Humans are, by their very nature, flawed. Our brains are subject to cognitive biases which affect our ability to process information. We have good days. We have bad days. What we lack is consistent days.
Computers are not subjected to cogitative biases. They process information and apply rules in a consistent and repeatable manner. They can process enormous amounts of information in a very short period of time. They lack emotion and have no regard for external influences.
Managers using a systematic approach are often criticised for using opaque “black box” systems. At Zen we believe this criticism is ludicrous. There are aspects of our approach which we keep confidential to ensure our Intellectual Property is protected. However, we are happy to explain our overall approach to potential investors. Our approach does not change, unlike those humans we compete against.

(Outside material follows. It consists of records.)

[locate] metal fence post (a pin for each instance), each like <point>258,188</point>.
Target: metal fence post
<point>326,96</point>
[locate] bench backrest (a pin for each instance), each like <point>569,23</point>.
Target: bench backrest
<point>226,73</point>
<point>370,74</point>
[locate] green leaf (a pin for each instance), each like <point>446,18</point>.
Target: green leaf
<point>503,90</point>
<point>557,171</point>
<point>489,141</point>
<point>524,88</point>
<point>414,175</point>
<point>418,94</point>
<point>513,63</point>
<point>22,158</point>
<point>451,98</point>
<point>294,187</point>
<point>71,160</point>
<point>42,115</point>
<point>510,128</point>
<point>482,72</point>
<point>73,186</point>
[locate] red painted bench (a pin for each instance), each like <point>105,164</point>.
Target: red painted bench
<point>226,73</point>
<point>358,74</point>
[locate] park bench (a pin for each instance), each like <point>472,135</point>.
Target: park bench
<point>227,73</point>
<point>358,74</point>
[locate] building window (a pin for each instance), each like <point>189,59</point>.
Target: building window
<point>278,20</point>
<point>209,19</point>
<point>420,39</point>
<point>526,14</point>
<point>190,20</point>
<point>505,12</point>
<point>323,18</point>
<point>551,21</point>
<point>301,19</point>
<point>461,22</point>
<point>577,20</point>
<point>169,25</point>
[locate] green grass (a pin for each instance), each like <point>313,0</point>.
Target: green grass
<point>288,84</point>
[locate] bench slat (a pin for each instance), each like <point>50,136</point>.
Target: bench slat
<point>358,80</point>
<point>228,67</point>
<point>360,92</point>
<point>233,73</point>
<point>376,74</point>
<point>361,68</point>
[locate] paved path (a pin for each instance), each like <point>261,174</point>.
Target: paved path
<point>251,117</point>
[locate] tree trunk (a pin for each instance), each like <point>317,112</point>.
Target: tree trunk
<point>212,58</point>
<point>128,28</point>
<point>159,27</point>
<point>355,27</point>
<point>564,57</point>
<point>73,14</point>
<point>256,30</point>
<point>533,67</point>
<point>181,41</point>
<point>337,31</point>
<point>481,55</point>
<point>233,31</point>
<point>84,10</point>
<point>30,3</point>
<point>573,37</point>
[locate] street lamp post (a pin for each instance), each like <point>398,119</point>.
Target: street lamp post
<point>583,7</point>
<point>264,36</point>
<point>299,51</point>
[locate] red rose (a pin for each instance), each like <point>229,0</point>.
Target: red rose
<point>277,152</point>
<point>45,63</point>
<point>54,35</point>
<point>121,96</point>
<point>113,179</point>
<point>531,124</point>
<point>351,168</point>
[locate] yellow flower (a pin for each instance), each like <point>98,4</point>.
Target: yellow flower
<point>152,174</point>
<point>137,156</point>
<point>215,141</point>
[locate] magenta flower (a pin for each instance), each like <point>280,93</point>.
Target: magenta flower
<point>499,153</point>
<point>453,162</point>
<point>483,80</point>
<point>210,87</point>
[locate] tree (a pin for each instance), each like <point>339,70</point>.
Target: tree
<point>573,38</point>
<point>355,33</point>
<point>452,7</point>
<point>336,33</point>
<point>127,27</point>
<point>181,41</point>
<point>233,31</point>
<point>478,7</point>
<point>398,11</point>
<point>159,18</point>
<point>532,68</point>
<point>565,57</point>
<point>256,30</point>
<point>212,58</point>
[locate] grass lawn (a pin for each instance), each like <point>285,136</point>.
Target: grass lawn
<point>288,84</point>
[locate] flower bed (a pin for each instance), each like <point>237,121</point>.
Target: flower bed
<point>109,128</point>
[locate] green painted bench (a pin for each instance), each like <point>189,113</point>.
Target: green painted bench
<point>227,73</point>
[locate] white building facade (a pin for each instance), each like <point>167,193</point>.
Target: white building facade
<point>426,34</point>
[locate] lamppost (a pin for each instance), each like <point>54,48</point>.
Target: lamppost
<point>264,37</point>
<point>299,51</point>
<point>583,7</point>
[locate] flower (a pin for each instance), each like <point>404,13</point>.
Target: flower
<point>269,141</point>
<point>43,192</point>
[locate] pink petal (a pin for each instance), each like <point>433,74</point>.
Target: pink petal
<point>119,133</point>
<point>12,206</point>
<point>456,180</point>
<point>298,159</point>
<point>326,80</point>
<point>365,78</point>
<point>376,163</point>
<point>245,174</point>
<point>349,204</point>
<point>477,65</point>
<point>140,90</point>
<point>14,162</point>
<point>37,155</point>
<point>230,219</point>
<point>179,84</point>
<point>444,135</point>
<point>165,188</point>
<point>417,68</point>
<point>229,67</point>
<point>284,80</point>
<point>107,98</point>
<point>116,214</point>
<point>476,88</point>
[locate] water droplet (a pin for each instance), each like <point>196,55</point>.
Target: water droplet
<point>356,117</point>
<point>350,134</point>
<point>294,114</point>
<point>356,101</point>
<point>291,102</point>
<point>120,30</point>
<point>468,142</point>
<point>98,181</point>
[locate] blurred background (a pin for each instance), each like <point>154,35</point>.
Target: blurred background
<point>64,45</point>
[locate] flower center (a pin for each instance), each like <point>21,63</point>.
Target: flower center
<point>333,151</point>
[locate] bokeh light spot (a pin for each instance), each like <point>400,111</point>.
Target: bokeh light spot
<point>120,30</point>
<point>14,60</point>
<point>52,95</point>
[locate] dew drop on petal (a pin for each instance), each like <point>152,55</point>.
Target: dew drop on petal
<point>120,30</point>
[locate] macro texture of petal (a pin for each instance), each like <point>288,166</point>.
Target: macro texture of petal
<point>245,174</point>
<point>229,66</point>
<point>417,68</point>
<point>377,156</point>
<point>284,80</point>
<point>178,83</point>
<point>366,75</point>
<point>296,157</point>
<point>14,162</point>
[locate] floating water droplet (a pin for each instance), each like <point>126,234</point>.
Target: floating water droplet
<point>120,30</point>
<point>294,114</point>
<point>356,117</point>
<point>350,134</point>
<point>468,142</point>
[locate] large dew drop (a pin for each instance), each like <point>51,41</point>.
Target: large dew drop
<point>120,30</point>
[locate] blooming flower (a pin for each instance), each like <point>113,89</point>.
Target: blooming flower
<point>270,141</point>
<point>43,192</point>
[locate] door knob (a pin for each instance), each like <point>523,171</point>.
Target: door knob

The challenge is in programming a system so as to consistently delivers attractive risk-adjusted returns. This task is extremely difficult and complex. The process of developing, testing and programming Zen’s system has taken over a decade.
Why Long/Short Equity?
The concept of Long/Short Equity dates back to 1949 when Alfred Winslow Jones established the world’s first Hedge Fund. At various points through the cycle Zen moves between 50% Net Long, Market Neutral and 50% Net Short. As such, our returns are generated through a combination of market risk (beta) plus both market-timing and stock-picking (alpha). The Long/Short Equity approach seeks to identify and exploit inefficiencies between and within various equity stocks and sectors. Our apprach inheriently has a low correlation with the major equity indices. Thus the Zen Capital Management Global Fund SP offers investors true portfolio diversification.